12-month performance: -28% Insider activity: Bullish Buying pattern: Purchases from multiple directors including CEO and Deputy CEOs Recent news: Solid half-year results
Dalata Hotel Group is a hotel operator that owns, leases and manages hotels throughout Ireland and the UK. Operating under two key hotel brands, Maldron Hotel and Clayton Hotel, the group is the largest hotel operator in Ireland with a portfolio of 39 three and four-star hotels. The stock is listed on the London Stock Exchange and currently has a market capitalisation of £801 million.
We last covered Dalata Hotel Group in early December when the stock was trading near 400p. At the time, we noted that multiple directors were buying shares and we said that, in our view, the stock could be worth a closer look at that level. Interestingly, the shares rose to around 530p by early May, posting a gain of 30% in just five months. However, over the last four months the share price has fallen back to the 430p level on the back of Brexit uncertainty, despite the fact that the company’s 3 September half-year results were solid, with revenue rising 12% and adjusted EBITDA increasing 44%.
Source: 2iQ Research
Analysing insider transaction activity at Dalata Hotel Group, we think the recent share price weakness has created a buying opportunity. We say this because in the last week we have observed purchases from four top-level directors, including CEO Patrick McCann, Deputy CEOs Stephen McNally and Dermot Crowley, and Chairman John Hennessy. All of these insiders are likely to have a good understanding of the company’s prospects, so we interpret their purchases as a bullish signal. With the company recently lifting its interim dividend by 17%, and four insiders buying shares, we think the stock looks attractive right now.

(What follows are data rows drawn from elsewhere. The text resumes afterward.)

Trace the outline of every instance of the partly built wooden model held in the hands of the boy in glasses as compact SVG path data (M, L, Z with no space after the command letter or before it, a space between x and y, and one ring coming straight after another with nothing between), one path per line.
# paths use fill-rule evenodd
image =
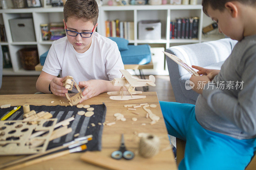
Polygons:
M82 94L82 90L80 89L80 87L76 84L75 80L73 79L72 76L67 76L67 78L65 78L63 81L63 86L68 89L68 90L72 90L73 85L75 83L76 89L78 91L78 93L76 93L75 96L70 97L68 93L65 93L66 98L69 101L70 106L76 105L77 103L79 103L82 98L84 98L83 94Z

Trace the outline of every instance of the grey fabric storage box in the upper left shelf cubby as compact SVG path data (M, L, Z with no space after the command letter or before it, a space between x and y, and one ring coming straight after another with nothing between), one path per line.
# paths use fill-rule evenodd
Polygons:
M10 19L12 41L36 41L33 18Z

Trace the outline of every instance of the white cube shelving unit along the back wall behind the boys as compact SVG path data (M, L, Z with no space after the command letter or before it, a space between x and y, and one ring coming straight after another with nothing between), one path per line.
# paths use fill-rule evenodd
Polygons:
M43 4L43 3L42 3ZM10 7L11 8L11 7ZM99 19L97 32L105 36L105 20L119 19L120 21L134 22L134 40L129 41L134 45L138 44L163 44L169 48L173 44L189 44L204 41L202 39L203 11L201 5L127 5L127 6L101 6L99 8ZM150 14L150 15L149 15ZM170 39L170 21L182 17L199 17L198 39ZM13 18L33 18L36 41L32 42L13 42L10 31L9 20ZM21 48L37 47L38 55L44 54L52 44L52 41L42 41L40 24L51 22L62 22L63 7L42 7L26 9L4 9L0 10L0 24L4 24L7 42L0 42L0 45L6 45L9 48L12 68L4 69L3 75L39 75L40 71L24 70L21 66L18 51ZM140 20L160 19L162 23L161 40L138 40L137 23ZM216 38L214 38L216 39ZM213 40L214 40L213 39ZM206 41L210 41L207 38ZM157 51L157 50L156 50ZM162 56L161 56L162 58ZM156 56L155 56L156 60ZM162 61L164 62L164 61ZM161 64L160 64L161 65ZM159 68L159 67L158 67ZM145 72L145 71L144 71ZM168 71L163 68L159 71L161 75L168 75ZM154 70L145 72L146 74L155 74Z

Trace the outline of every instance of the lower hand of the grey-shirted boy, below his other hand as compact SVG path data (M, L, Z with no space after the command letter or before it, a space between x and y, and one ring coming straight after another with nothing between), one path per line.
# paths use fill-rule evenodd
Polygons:
M190 81L192 81L195 86L193 88L193 90L199 94L203 93L203 89L204 86L209 83L210 79L207 76L195 76L192 75L191 78L189 79Z

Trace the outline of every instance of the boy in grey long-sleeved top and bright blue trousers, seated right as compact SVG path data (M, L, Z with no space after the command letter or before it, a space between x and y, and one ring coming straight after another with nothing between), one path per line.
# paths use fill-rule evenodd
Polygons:
M221 70L193 66L203 74L190 78L199 93L196 105L160 106L168 133L186 140L179 169L242 170L256 150L256 0L203 0L202 5L219 31L238 42ZM239 86L228 87L231 82Z

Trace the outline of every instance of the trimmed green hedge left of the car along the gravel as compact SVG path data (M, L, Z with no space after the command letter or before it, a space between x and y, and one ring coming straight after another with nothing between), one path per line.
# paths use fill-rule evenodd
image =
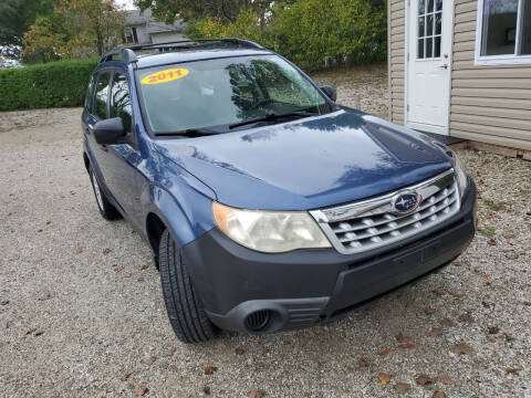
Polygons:
M81 106L97 60L0 71L0 111Z

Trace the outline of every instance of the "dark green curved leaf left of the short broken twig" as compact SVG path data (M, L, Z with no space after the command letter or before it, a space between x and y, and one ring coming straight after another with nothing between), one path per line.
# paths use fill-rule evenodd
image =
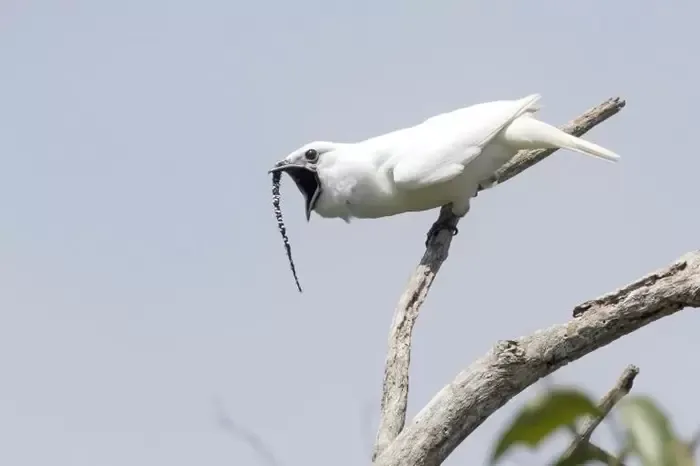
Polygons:
M541 395L525 405L503 432L491 455L491 464L514 446L536 447L560 427L575 423L585 415L598 416L600 413L583 392L554 389Z

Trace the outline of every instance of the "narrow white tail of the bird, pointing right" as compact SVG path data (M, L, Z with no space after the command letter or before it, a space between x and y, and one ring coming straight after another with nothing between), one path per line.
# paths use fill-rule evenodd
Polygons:
M601 158L609 162L617 162L620 156L616 153L585 141L536 120L532 113L526 113L515 119L505 128L503 136L508 144L521 149L569 149L591 157Z

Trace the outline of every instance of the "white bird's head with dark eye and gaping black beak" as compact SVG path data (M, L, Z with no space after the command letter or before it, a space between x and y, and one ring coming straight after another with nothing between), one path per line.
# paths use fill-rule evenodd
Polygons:
M306 201L307 221L311 218L311 211L323 191L319 170L333 163L331 154L337 147L338 144L325 141L305 144L277 162L269 171L284 172L294 180Z

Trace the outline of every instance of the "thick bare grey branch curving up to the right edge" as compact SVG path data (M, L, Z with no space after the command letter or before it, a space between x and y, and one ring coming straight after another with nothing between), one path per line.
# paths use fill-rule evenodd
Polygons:
M498 342L425 406L377 466L435 466L508 400L560 367L684 307L700 307L700 251L574 308L574 318Z

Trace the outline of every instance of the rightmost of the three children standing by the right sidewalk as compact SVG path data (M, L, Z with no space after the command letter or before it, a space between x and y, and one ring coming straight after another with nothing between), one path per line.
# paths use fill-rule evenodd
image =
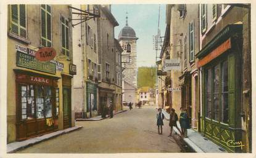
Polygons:
M184 108L181 109L181 114L180 114L180 125L181 125L181 135L184 138L188 137L188 129L190 128L189 125L189 118L188 118L188 113L187 110Z

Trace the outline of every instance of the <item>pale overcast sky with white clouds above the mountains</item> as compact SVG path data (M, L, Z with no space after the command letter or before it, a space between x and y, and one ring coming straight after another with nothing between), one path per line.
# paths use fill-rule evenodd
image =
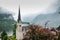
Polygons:
M58 0L0 0L0 6L14 12L17 18L20 5L22 17L36 14L53 13L58 7Z

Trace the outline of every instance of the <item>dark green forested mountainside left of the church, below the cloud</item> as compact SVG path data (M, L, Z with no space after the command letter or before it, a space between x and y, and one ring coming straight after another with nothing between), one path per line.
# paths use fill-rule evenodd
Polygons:
M10 18L9 18L10 17ZM3 30L10 32L13 30L13 25L16 23L11 14L0 14L0 32Z

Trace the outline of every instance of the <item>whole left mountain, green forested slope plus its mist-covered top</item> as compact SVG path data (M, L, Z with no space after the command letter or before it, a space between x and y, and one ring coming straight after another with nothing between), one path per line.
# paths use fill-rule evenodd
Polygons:
M6 30L11 32L13 30L13 24L16 23L12 13L0 7L0 32Z

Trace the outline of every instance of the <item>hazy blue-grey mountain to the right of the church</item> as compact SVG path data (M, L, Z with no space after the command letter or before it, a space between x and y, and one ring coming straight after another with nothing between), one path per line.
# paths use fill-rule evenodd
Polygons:
M32 21L35 24L45 26L45 23L48 22L47 27L58 27L60 25L60 14L51 13L51 14L40 14L34 18Z

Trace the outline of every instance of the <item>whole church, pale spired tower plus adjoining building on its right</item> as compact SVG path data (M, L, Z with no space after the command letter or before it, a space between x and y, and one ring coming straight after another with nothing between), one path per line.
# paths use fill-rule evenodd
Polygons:
M26 25L24 25L24 24L26 24ZM29 25L29 22L22 22L21 14L20 14L20 7L19 7L17 28L16 28L16 39L17 40L23 40L24 35L26 34L26 32L25 32L26 30L23 28L28 25Z

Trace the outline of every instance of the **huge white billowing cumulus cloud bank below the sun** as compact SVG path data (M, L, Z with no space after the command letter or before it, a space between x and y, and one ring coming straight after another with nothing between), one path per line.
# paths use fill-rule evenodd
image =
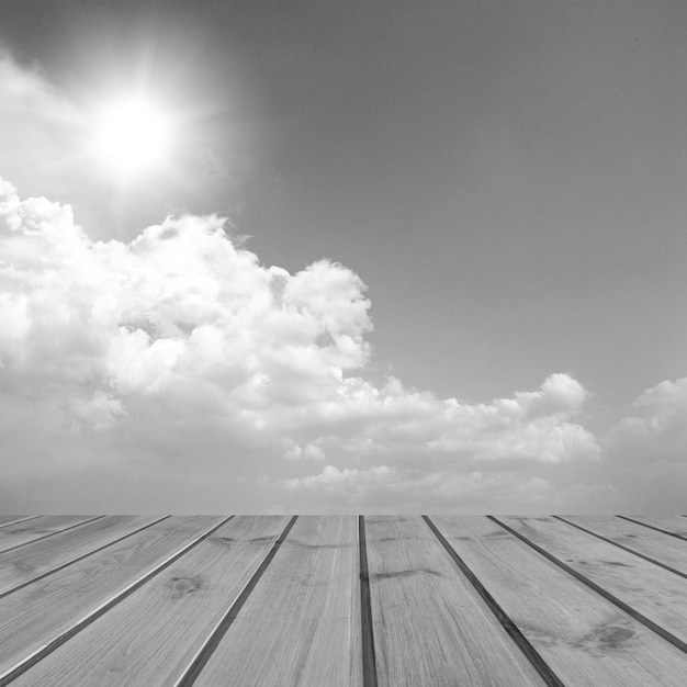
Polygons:
M92 240L69 206L2 182L0 260L18 506L494 510L550 503L542 471L599 453L567 374L477 405L375 386L361 279L262 266L214 215Z

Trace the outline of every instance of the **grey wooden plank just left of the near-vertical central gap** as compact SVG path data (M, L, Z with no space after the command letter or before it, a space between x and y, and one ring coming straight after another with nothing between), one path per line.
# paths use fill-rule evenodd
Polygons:
M194 687L361 686L357 542L352 516L300 517Z

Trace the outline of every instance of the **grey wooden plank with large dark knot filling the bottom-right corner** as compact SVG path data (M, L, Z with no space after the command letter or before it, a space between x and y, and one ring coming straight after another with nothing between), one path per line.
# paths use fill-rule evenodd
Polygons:
M682 651L492 520L431 520L563 684L685 684Z

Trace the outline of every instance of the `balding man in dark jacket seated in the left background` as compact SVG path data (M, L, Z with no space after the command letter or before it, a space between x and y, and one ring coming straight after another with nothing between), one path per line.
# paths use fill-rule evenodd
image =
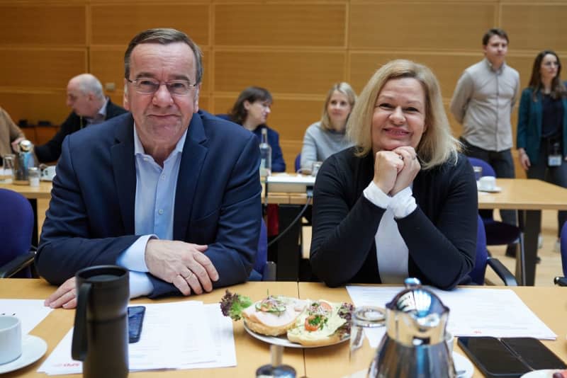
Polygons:
M73 111L67 120L64 120L57 134L46 144L35 146L35 155L42 163L59 159L63 139L67 135L127 113L104 96L101 82L91 74L80 74L69 80L67 106Z

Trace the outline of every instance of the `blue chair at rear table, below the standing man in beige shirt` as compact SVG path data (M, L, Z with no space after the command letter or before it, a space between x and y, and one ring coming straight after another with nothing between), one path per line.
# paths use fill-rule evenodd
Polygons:
M469 157L468 161L472 166L481 166L483 168L483 176L496 176L494 168L486 161L472 157ZM520 239L520 228L512 224L495 221L493 218L493 210L479 210L478 214L480 214L483 219L487 246L513 244L517 239ZM520 248L523 248L523 246L520 245Z

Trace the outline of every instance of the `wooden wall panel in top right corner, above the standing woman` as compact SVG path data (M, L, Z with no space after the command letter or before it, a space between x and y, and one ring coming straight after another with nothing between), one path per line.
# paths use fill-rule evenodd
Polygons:
M567 50L567 4L504 4L502 27L510 48Z

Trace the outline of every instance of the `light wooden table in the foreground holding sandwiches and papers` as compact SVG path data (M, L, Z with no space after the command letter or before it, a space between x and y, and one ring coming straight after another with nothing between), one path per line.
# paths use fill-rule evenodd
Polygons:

Anglo Pacific Group plc (APF: LN)
12-month performance: +30% Insider activity: Bullish Buying pattern: Purchases from multiple directors including CEO, CFO and Chairman Recent news: Good half-year results
Anglo Pacific Group is a natural resources royalties company that owns a diverse portfolio of assets in low-risk jurisdictions. The only listed company in the UK that is focused on royalties connected with the mining of natural resources, its objective is to pay a substantial portion of the royalties it generates to shareholders as dividends. The stock is listed on the London Stock Exchange and currently has a market capitalisation of £348 million.
Anglo Pacific Group shares have risen 30% so far this year, boosted by a number of strong trading updates. Recently, the group advised that revenue for the first half of the year jumped 64%, while cash generated from operating activities increased 78%. The company also said that the strong results for the first half of the year should lead to a full-year dividend increase of at least 12.5%, subject to market conditions and global volatility.
Source: 2iQ Research
Looking at insider transaction activity, we think the stock has the potential to keep rising. We say this because since the start of September five directors have purchased shares in Anglo Pacific, which, in our view, is a bullish signal. Those buying have included CEO Julian Treger, CFO Kevin Flynn, and Chairman Nicolas Meier, who are all likely to strong insight into the group’s potential. With the company recently advising that the outlook for the remainder of the year remains positive, and multiple insiders buying shares, we think the outlook for the stock is favourable.
Elanco Animal Health (ELAN: US)
12-month performance: -28% Insider activity: Bullish Buying pattern: Purchases from multiple directors including CEO and CFO Recent news: Announced major acquisition
Elanco Animal Health is a US-based company that develops, manufactures, and markets health products for animals. The company offers products in four categories: Companion Animal Disease Prevention, Companion Animal Therapeutics, Food Animal Future Protein & Health, and Food Animal Ruminants & Swine. The stock is listed on the New York Stock Exchange and currently has a market capitalisation of $10.1 billion.
Elanco Animal Health shares have fallen over the last month after it came to light in early August that the company was speaking to Bayer about acquiring its Animal Health Unit. The acquisition was finally agreed on 20 August with Elanco announcing that it will buy Bayer’s Animal Health assets in a cash and stock deal worth $7.6 billion. Despite the fact that the acquisition will create the second-largest animal health company in the world in terms of global revenue, the market does not seem impressed with the news, as the stock has fallen from $33 to $27 since early August.
Source: 2iQ Research
Looking at insider transaction activity, it seems that directors at Elanco believe the shares will rebound. Since the Bayer deal was announced, five directors have stepped up to buy shares in Elanco near the $27 mark, including CEO Jeffrey Simmons and CFO Todd Young, who bought $2.0 million worth of stock and $266,000 worth of stock respectively on 4 September. In our view, this is a bullish signal, as these directors are likely to have a good understanding of the company’s potential after the Bayer acquisition. Given this bullish buying activity, we think Elanco shares are worth a closer look after the recent share price fall.